Fig. 1 The fraction of amino acids on the surfaces of proteins found in three different locations: human proteins (N = 1162), human cytoplasmic proteins (N = 221), and human extracellular (N = 34) proteins. The y-axis is the median of the fractions of each amino acid over the entire dataset. The figure shows the large fraction of charged residues on protein surfaces, in particular E and K. The error bars are standard errors. |
The protein dataset is further broken into the cytoplasm and extracellular. The extracellular environment, the space between cells, generally is not as crowded8 as the cytoplasm and we expect that nonspecific binding is not as interfering compared to the cytoplasm. As seen from our results, the largest difference between cytoplasmic and extracellular proteins is the larger fraction of charged amino acids: 43.8% ± 0.3% for the cytoplasm and 37.5% ± 0.7% for the extracellular. The extracellular dataset is lower in charged amino acids, but higher in polar hydrophilic amino acids (27.3% ± 0.2% vs. 23.7 ± 0.6%), among which specifically serine (S) and threonine (T) are more abundant than those in the cytoplasm. Polar hydrophilic amino acids are S, T, asparagine (N), and glutamine (Q). These results generally follow the trends seen by Andrade et al.,30 who examined a similar though smaller dataset.

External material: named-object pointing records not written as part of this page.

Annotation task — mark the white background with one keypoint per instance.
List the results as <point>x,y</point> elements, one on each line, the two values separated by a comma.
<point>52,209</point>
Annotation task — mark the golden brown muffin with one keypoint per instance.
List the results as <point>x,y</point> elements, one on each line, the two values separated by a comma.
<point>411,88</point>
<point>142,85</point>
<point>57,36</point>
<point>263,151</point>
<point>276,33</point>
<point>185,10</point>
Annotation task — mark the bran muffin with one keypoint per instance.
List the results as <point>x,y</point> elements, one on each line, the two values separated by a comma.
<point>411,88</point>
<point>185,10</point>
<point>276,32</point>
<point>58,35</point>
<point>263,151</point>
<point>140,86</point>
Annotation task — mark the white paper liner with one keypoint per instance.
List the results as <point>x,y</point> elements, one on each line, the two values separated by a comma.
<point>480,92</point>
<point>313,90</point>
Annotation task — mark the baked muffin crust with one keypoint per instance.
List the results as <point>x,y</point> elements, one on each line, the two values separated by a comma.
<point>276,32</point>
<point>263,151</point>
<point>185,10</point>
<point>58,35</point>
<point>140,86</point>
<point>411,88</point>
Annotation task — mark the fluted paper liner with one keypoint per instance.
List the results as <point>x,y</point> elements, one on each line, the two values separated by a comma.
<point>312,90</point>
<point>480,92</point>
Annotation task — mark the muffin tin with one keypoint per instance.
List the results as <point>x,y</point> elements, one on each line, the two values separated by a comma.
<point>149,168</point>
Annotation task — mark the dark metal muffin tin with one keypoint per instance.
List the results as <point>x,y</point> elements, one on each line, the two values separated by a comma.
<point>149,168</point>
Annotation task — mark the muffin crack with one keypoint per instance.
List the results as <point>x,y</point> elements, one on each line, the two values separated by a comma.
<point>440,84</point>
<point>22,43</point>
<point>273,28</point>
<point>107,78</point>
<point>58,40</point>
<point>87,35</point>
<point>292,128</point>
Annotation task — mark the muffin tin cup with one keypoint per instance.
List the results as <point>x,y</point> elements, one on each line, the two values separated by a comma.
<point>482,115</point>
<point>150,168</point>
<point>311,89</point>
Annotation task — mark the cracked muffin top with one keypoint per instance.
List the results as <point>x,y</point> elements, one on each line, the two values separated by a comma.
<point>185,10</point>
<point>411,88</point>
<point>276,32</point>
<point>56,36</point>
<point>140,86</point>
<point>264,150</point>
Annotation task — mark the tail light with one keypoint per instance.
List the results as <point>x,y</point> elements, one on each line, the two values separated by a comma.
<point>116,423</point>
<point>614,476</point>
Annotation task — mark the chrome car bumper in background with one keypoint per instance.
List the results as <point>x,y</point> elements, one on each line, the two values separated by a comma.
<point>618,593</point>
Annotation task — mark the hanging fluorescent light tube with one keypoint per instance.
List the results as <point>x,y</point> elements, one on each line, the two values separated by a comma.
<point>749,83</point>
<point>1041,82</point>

In the cytoplasm, a crowded environment prone to protein aggregation,8 the proteins have more E and K. Thus, the K and E play an important role in these nonspecific interactions. Evidence that E and K are located in nonspecific regions of protein surfaces (unrelated to function) can be found in work from Jimenez as well, who analyzed protein surfaces broken into regions related to protein function and regions unrelated to function.31 He showed an increase of 36% of charged amino acids in regions unrelated to function relative to regions related to function. See Fig. S1–S3† for a more detailed analysis of the error and sensitivity of these results.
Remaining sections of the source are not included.